| Summary: | media-gfx/replicatorg: root privilege escalation via "chown -R" in pkg_postinst | ||
|---|---|---|---|
| Product: | Gentoo Security | Reporter: | Michael Orlitzky <mjo> |
| Component: | Auditing | Assignee: | Gentoo Security Audit Team <security-audit> |
| Status: | RESOLVED OBSOLETE | ||
| Severity: | normal | CC: | mgorny |
| Priority: | Normal | ||
| Version: | unspecified | ||
| Hardware: | All | ||
| OS: | Linux | ||
| Whiteboard: | |||
| Package list: | Runtime testing required: | --- | |
The package has been removed now.
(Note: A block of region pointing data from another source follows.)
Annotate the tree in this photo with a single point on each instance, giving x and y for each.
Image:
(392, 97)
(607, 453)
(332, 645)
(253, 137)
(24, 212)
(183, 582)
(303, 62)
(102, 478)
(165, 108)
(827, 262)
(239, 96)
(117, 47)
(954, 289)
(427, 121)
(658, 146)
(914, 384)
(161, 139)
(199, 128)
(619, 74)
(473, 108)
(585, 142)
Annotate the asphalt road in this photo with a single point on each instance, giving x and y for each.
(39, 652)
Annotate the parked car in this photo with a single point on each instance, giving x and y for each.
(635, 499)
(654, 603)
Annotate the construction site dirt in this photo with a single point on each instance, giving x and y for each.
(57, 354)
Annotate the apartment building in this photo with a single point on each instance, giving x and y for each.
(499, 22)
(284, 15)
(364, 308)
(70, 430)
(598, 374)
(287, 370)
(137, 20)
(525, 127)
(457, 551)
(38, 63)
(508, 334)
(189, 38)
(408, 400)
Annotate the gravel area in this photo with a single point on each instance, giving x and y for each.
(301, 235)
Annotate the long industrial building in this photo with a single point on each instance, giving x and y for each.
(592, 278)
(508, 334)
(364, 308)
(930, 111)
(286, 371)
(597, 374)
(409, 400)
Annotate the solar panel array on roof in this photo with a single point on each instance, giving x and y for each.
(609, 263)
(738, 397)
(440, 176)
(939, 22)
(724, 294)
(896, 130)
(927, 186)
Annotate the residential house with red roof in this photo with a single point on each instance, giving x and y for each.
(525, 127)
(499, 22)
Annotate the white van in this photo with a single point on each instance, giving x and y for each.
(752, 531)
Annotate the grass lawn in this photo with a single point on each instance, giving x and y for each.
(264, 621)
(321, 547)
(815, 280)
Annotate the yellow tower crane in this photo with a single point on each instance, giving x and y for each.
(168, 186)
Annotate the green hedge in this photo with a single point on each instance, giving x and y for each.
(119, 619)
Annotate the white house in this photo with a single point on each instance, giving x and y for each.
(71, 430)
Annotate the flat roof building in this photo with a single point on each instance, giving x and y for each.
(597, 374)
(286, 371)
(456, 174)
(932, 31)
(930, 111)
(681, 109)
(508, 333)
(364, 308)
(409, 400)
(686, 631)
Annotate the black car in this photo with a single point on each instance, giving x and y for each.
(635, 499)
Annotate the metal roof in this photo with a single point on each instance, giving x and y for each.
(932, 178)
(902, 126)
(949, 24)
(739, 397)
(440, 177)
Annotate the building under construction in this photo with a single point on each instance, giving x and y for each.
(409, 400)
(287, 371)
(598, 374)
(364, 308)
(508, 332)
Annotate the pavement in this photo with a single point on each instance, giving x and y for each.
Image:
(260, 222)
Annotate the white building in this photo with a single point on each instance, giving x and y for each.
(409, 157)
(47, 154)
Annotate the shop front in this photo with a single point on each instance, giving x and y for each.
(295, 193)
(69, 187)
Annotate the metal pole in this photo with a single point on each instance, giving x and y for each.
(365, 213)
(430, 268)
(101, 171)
Removing group restriction |
The replicatorg ebuilds call "chown -R" in pkg_postinst: pkg_postinst() { ... chmod -R g+w "${ROOT}"/opt/replicatorg chown -R root:replicator "${ROOT}"/opt/replicatorg This can be exploited by anyone in the "replicator" group to gain root. A member of that group can place a hard link to a root-owned file under /opt/replicatorg, and the next time the package is upgraded or reinstalled, the "chown -R" will give ownership of root's stuff to the member of the "replicator" group. For example, 1. emerge replicatorg 2. add yourself to the "replicator" group 3. ln /etc/passwd /opt/replicatorg/lib/x 4. emerge replicatorg 5. /etc/passwd is group-writable by the "replicator" group I've marked this private but the package is maintainer-needed, so security@ will need to pick someone to CC.